Доктор считал, что протест и раздражение больной Любы были проявленьем скрытого согласия с его «злым» решением. Мораль её бунтовала, но боль и диагноз — а равно и сильное женское любопытство, а заодно и учёное любопытство: какой учёный не желает очутиться в новом мире? — вкупе пересиливали её попытки разъединить добро и зло, отделить одно от другого, с тем, чтобы выбрать и остаться «чистенькой». Подсознательно, думал Владимир Анатольевич, Люба уже согласилась; осталось дождаться перехода её пассивного согласия в активное, выраженное прямыми словами. Доктор очень хотел бы, чтобы она приняла его решение без оговорок — и чтобы на пороге новой жизни они были бы вместе, и уже без тени сомнений. Вот тогда-то он и ощутит тот праздник, о котором мечтал многие, многие годы.
Кроме Любы и него, никто не знал о новой модификации газа. Никто не спрашивал, а рассказывать доктор не торопился. Собственно, никто и не верил в успех доктора. И это неверие, и эта его репутация «упрямого осла» были ему только на руку. Ему надо дождаться трупов из морга, а уж там он поймёт, как надо действовать. Опыт с шестичасовым газом соединит его теорию с практикой. И вот тогда-то доктор получит право сказать: «Всё. Я сделал это».
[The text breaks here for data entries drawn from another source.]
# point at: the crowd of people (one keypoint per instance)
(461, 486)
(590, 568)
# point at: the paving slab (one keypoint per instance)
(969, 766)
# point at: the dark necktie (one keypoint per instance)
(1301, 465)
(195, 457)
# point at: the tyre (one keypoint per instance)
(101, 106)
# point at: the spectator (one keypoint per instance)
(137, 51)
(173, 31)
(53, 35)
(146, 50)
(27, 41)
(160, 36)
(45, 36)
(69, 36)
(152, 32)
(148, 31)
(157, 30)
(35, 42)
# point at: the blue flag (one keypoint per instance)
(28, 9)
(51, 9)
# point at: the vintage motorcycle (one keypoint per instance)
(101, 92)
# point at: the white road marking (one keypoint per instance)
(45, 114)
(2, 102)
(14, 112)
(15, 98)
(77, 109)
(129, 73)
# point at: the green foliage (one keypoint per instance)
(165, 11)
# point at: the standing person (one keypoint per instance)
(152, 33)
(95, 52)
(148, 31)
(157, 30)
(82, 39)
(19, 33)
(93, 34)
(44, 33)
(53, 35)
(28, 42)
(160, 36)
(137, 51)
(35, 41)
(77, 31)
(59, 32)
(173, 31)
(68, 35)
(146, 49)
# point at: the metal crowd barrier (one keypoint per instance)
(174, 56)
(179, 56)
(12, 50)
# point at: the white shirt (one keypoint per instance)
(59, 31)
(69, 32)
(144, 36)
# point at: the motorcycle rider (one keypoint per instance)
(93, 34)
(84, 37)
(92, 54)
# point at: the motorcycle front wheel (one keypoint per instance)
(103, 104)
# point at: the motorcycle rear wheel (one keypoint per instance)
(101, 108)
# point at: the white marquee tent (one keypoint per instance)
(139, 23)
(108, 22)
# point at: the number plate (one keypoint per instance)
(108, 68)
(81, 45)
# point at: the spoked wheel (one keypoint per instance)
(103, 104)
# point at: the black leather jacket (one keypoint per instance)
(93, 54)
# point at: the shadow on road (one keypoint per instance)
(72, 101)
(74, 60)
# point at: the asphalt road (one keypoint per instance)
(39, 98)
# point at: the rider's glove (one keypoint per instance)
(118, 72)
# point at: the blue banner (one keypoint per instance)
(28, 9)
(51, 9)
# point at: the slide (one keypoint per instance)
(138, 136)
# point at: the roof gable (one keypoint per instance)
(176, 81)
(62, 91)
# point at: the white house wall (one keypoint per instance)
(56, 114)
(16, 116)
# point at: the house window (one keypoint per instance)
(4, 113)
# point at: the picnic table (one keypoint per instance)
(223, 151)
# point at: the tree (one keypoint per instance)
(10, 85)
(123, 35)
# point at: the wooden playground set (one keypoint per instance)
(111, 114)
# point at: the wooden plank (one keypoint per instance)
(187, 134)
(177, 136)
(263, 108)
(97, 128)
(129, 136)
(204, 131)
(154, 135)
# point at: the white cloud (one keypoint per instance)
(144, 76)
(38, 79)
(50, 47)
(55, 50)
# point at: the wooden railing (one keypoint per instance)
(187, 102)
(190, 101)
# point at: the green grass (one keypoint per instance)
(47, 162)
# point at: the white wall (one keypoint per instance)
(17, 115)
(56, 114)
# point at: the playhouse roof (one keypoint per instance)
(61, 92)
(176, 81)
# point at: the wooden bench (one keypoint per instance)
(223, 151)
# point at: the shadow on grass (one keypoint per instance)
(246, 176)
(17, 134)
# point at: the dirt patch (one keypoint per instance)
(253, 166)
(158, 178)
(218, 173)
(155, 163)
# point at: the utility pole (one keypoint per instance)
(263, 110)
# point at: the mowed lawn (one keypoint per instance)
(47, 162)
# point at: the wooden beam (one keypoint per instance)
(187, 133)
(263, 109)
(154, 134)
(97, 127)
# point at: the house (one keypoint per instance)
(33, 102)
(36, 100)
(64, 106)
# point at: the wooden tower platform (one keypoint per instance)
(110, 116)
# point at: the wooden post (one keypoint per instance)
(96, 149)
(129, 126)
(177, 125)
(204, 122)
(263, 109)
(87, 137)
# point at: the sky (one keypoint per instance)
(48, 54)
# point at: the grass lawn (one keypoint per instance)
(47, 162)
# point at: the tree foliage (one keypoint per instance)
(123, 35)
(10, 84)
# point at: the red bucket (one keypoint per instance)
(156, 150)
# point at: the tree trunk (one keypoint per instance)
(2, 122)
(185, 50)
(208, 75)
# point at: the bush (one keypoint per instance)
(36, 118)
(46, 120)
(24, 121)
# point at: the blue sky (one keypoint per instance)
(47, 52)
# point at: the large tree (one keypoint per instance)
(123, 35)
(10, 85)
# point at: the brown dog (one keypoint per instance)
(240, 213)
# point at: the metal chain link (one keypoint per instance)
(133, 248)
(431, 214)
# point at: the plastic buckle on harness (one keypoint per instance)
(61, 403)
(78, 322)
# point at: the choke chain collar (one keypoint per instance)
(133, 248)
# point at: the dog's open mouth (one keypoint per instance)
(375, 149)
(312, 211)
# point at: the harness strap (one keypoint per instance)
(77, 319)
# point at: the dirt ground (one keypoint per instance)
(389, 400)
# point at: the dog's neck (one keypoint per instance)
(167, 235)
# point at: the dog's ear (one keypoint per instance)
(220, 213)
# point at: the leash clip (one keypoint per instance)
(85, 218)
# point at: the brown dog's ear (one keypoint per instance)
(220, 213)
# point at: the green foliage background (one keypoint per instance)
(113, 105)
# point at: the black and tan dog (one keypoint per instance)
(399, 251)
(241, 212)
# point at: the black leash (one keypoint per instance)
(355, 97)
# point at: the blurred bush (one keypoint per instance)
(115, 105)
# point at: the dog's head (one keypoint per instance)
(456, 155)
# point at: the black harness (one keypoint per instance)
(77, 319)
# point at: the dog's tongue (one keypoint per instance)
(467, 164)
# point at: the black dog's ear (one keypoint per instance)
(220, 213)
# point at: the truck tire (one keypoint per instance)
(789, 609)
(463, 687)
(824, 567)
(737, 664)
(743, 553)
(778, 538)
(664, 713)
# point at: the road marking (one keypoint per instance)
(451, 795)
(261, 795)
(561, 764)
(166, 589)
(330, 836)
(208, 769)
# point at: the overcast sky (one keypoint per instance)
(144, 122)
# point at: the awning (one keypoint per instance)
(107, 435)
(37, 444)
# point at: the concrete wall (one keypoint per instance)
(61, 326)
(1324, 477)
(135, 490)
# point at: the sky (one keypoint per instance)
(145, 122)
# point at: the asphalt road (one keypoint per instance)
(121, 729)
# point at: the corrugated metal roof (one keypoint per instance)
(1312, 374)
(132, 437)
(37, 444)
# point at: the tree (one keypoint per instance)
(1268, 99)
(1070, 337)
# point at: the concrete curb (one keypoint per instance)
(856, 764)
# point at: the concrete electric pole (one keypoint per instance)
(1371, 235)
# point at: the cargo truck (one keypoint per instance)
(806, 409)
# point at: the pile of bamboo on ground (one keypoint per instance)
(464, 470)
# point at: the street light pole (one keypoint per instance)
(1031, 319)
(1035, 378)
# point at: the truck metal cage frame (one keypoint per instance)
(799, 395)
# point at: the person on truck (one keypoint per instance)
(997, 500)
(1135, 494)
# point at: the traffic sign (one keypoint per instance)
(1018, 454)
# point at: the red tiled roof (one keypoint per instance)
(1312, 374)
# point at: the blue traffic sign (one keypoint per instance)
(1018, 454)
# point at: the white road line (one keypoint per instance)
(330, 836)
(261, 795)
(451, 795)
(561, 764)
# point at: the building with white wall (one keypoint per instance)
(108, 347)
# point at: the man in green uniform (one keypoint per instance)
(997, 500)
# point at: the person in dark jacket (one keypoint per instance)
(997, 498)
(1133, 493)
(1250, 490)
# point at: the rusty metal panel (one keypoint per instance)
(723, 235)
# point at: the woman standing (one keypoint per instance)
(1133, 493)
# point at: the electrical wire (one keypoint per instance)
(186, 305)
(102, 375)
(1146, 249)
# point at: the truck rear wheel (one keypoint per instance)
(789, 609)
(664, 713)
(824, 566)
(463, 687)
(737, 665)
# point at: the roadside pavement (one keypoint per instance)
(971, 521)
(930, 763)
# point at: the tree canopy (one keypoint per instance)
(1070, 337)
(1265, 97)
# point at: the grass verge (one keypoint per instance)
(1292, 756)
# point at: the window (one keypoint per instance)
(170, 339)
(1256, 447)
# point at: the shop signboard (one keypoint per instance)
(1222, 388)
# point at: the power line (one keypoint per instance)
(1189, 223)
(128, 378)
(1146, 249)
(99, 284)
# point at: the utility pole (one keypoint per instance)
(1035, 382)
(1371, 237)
Шесть часов! Секунда в секунду, как в теории. И доктор проводил больше времени в кабинете, за компьютером, перечитывая свои старые записки, в которых научные гипотезы чередовались с мечтами о будущем — очень наивными, как казалось теперь Владимиру Анатольевичу, — чем в лаборатории. А лаборант Никита всё анализировал пробы пентаксина-68, не замечая, что формулы полугодовой давности повторяются, а Светлана всё кормила рыбок и морских свинок в «зверинце», надышавшихся устарелого шестьдесят восьмого газа. Всё шло по-прежнему, и только он и Люба знали, что надвигается новый мир.
С шестичасовой версией газа утверждение нового мира окажется необратимым, как бы ни «боролись» за жалкое старое человеческое существование некоторые куски мяса.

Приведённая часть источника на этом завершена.